This post is contributed by Workplace Conflict Resolution‘s Legal Commentator, Tiffany Healy
Employers are constantly required to balance competing priorities in the workplace, from ensuring that they are meeting their statutory occupational health and safety obligations by providing a safe working environment for their workforce, to running a commercially savvy, efficient and viable business.
Managing their employees’ injuries is an area where employers must face this balance head on and ensuring that the workforce is properly managed as well as looked after is key to balancing one’s statutory obligations with the direct and indirect costs of worker’s compensation.
The Administrative Appeals Tribunal recently heard a complaint brought by a worker whose request for worker’s compensation was denied. The Centrelink worker, who had a pre-existing ailment (chronic fatigue syndrome), made a claim for worker’s compensation for an aggravation of her ailment – an injury she claimed she suffered because of her employment due to being transferred between teams. Deputy President Constance considered in great detail whether the worker suffered an aggravation of an ailment within the meaning of the Act and whether the aggravation was significantly contributed to by the worker’s employment. In so doing, the Deputy President assessed whether reasonable administrative action was taken by Centrelink and whether this action was taken in a reasonable manner. Interestingly, the Deputy President’s judgment clearly relied upon and did not dispute contemporaneous notes taken of telephone conversations and meetings used as evidence.
The AAT held that the worker’s condition was indeed aggravated due to her transfer from one position to another. However the Deputy President ultimately found the employer was not liable for the aggravation of the worker’s condition.
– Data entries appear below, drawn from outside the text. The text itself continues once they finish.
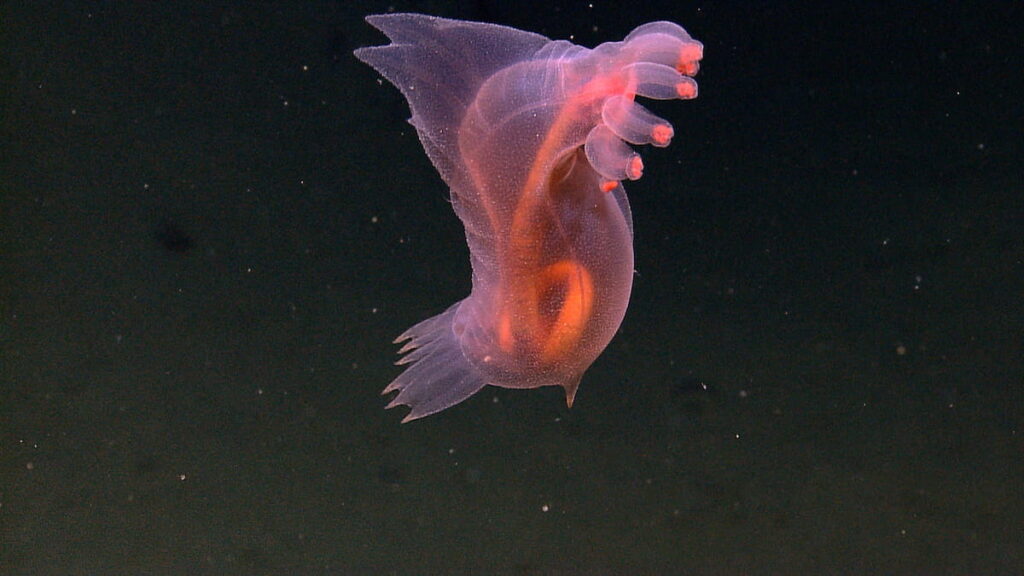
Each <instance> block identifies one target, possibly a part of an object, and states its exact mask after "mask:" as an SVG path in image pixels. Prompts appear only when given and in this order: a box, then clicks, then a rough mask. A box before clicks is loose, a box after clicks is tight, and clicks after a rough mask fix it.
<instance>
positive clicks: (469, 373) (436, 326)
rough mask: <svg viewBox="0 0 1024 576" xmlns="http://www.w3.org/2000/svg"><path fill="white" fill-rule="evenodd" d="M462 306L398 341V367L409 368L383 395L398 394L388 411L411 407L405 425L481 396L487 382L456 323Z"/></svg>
mask: <svg viewBox="0 0 1024 576" xmlns="http://www.w3.org/2000/svg"><path fill="white" fill-rule="evenodd" d="M460 303H461V302H460ZM458 311H459V303H457V304H455V305H453V306H452V307H450V308H449V310H446V311H444V313H442V314H440V315H438V316H435V317H433V318H429V319H427V320H424V321H423V322H421V323H419V324H417V325H416V326H413V327H412V328H410V329H409V330H406V332H404V333H402V335H400V336H398V337H397V338H396V339H395V343H399V342H403V341H406V340H409V341H406V343H404V345H402V346H401V349H400V351H399V354H406V356H403V357H402V358H401V359H399V360H398V362H396V363H395V364H398V365H408V368H406V371H404V372H402V373H401V374H399V375H398V377H397V378H395V379H394V381H392V382H391V383H390V384H388V386H387V387H386V388H384V392H382V393H381V394H390V393H393V392H397V393H398V395H397V396H395V397H394V398H393V399H391V402H390V403H389V404H388V405H387V407H388V408H394V407H395V406H409V407H410V408H411V409H412V410H411V411H410V412H409V414H407V415H406V417H404V418H402V420H401V421H402V422H409V421H410V420H416V419H417V418H422V417H424V416H429V415H430V414H434V413H436V412H440V411H441V410H444V409H445V408H451V407H452V406H455V405H456V404H459V403H460V402H462V401H464V400H466V399H467V398H469V397H471V396H473V395H474V394H476V393H478V392H479V390H480V388H482V387H483V386H484V385H485V384H486V382H484V380H483V376H482V375H481V374H480V373H479V372H477V370H476V369H475V368H474V367H473V365H472V364H470V363H469V361H468V360H466V357H465V356H463V354H462V346H461V345H460V343H459V340H458V338H457V337H456V335H455V332H453V331H452V322H453V320H454V319H455V315H456V313H457V312H458Z"/></svg>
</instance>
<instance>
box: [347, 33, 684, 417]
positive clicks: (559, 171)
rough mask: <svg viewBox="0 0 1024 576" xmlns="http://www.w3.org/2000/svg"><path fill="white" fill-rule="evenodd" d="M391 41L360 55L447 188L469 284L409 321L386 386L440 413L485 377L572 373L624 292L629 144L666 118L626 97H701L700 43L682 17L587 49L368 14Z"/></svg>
mask: <svg viewBox="0 0 1024 576" xmlns="http://www.w3.org/2000/svg"><path fill="white" fill-rule="evenodd" d="M367 19H368V22H370V24H371V25H373V26H374V27H376V28H378V29H379V30H381V31H382V32H383V33H384V34H386V35H387V36H388V38H389V39H390V40H391V42H392V43H391V44H388V45H385V46H375V47H369V48H360V49H358V50H356V52H355V55H356V56H357V57H358V58H359V59H361V60H364V61H366V63H367V64H369V65H371V66H372V67H374V68H375V69H376V70H377V71H378V72H380V73H381V74H382V75H383V76H384V77H385V78H387V79H388V80H390V81H391V82H392V83H393V84H394V85H395V86H396V87H397V88H398V89H399V90H401V92H402V94H404V96H406V98H407V99H408V100H409V104H410V108H411V109H412V111H413V117H412V119H411V122H412V124H413V125H414V126H415V127H416V129H417V132H418V133H419V136H420V140H421V141H422V143H423V147H424V149H425V150H426V152H427V154H428V156H429V157H430V159H431V161H432V162H433V164H434V166H435V167H436V168H437V170H438V172H439V173H440V175H441V177H442V178H443V179H444V181H445V182H446V183H447V184H449V187H450V189H451V199H452V205H453V207H454V208H455V211H456V213H457V214H458V216H459V218H460V219H461V220H462V222H463V224H464V225H465V229H466V240H467V243H468V244H469V249H470V257H471V260H472V268H473V279H472V281H473V282H472V291H471V293H470V295H469V296H468V297H467V298H466V299H464V300H462V301H460V302H457V303H456V304H454V305H453V306H451V307H450V308H449V310H447V311H446V312H444V313H442V314H441V315H439V316H436V317H433V318H430V319H428V320H425V321H423V322H421V323H419V324H417V325H415V326H413V327H412V328H410V329H409V330H407V331H406V332H404V333H403V334H402V335H401V336H399V337H398V339H397V340H396V341H398V342H404V345H403V346H402V347H401V349H400V351H399V353H400V354H403V355H404V356H403V357H402V358H401V359H400V360H399V361H398V364H402V365H406V366H407V368H406V371H404V372H402V373H401V374H400V375H399V376H398V377H397V378H395V380H394V381H393V382H391V384H390V385H388V386H387V387H386V388H385V390H384V393H385V394H387V393H392V392H397V393H398V394H397V395H396V396H395V397H394V399H393V400H392V401H391V404H390V405H389V406H388V407H391V406H397V405H404V406H409V407H410V408H411V409H412V410H411V411H410V413H409V415H408V416H407V417H406V419H404V420H403V421H408V420H412V419H416V418H420V417H423V416H426V415H428V414H432V413H435V412H438V411H440V410H443V409H445V408H447V407H450V406H453V405H455V404H458V403H459V402H462V401H463V400H465V399H466V398H469V397H470V396H472V395H473V394H475V393H476V392H478V390H479V389H480V388H482V387H483V386H484V385H487V384H490V385H496V386H503V387H510V388H532V387H538V386H545V385H558V386H562V387H563V388H564V389H565V395H566V400H567V402H568V404H569V405H570V406H571V404H572V400H573V398H574V396H575V390H577V387H578V385H579V383H580V378H581V377H582V376H583V373H584V371H585V370H586V369H587V368H588V367H589V366H590V365H591V364H592V363H593V362H594V360H595V359H596V358H597V357H598V355H599V354H600V353H601V352H602V351H603V349H604V347H605V346H606V345H607V344H608V342H609V341H610V340H611V337H612V335H613V334H614V333H615V330H617V328H618V326H620V324H621V323H622V320H623V316H624V315H625V313H626V306H627V304H628V302H629V296H630V290H631V287H632V279H633V230H632V225H633V224H632V218H631V215H630V207H629V201H628V200H627V198H626V193H625V191H624V190H623V187H622V184H621V180H624V179H637V178H639V177H640V176H641V175H642V172H643V162H642V161H641V160H640V157H639V155H637V153H636V152H635V151H634V150H633V149H632V148H631V147H630V146H629V145H630V143H632V145H645V143H650V145H653V146H657V147H665V146H668V145H669V142H670V141H671V139H672V137H673V135H674V132H673V128H672V126H671V125H669V123H668V122H666V121H665V120H662V119H659V118H657V117H656V116H654V115H653V114H651V113H650V112H648V111H646V110H644V109H643V108H642V107H641V106H640V105H638V104H637V102H636V101H635V98H636V96H642V97H647V98H658V99H674V98H680V99H686V98H692V97H695V96H696V92H697V90H696V83H695V82H694V81H693V79H692V78H690V77H691V76H692V75H694V74H696V72H697V67H698V61H699V60H700V58H701V56H702V46H701V45H700V43H699V42H696V41H695V40H693V39H692V38H690V36H689V35H688V34H687V33H686V32H685V31H684V30H683V29H682V28H680V27H679V26H677V25H675V24H672V23H668V22H655V23H651V24H647V25H644V26H641V27H639V28H637V29H636V30H634V31H633V32H632V33H630V35H629V36H627V37H626V39H625V40H624V41H622V42H609V43H605V44H601V45H600V46H597V47H596V48H594V49H588V48H584V47H581V46H577V45H574V44H571V43H569V42H566V41H551V40H549V39H548V38H545V37H543V36H540V35H537V34H531V33H527V32H521V31H518V30H513V29H510V28H505V27H500V26H494V25H487V24H479V23H468V22H460V20H451V19H444V18H437V17H431V16H425V15H420V14H387V15H376V16H370V17H369V18H367ZM627 142H629V143H627Z"/></svg>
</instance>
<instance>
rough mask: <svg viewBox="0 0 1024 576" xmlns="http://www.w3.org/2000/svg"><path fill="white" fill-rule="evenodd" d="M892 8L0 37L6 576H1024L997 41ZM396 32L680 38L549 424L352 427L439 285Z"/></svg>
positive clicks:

The AAT did not characterise the aggravation as an injury within the meaning of the Act because the employer acted in a reasonable manner and took reasonable management action thus there were no employers liabilities found.
It goes without saying that if an organisation’s policies and procedures are firmly in place and have been effectively communicated and implemented to the workforce, managing injured employees can be far less stressful for all parties involved; this will also further assist in encouraging a more harmonious workplace. However, there are a number of key lessons to take away from this recent case:
- Ensure that there are clear procedures in place for managing injured employees and that these procedures are followed;
- Also make sure that these policies are always up to date with the most recent laws and make certain that procedures are aligned with procedurally fair standards and are reasonable;
- Cross your T’s and do your I’s – contemporaneous notes taken of meetings and telephone conversations provide powerful and strong evidence of events that occurred, so ensure that accurate records are created and hence kept;
- Even though an employee has suffered an injury, the employer’s liabilities are limited to whether their actions were reasonable under the circumstances and whether reasonable management action was taken.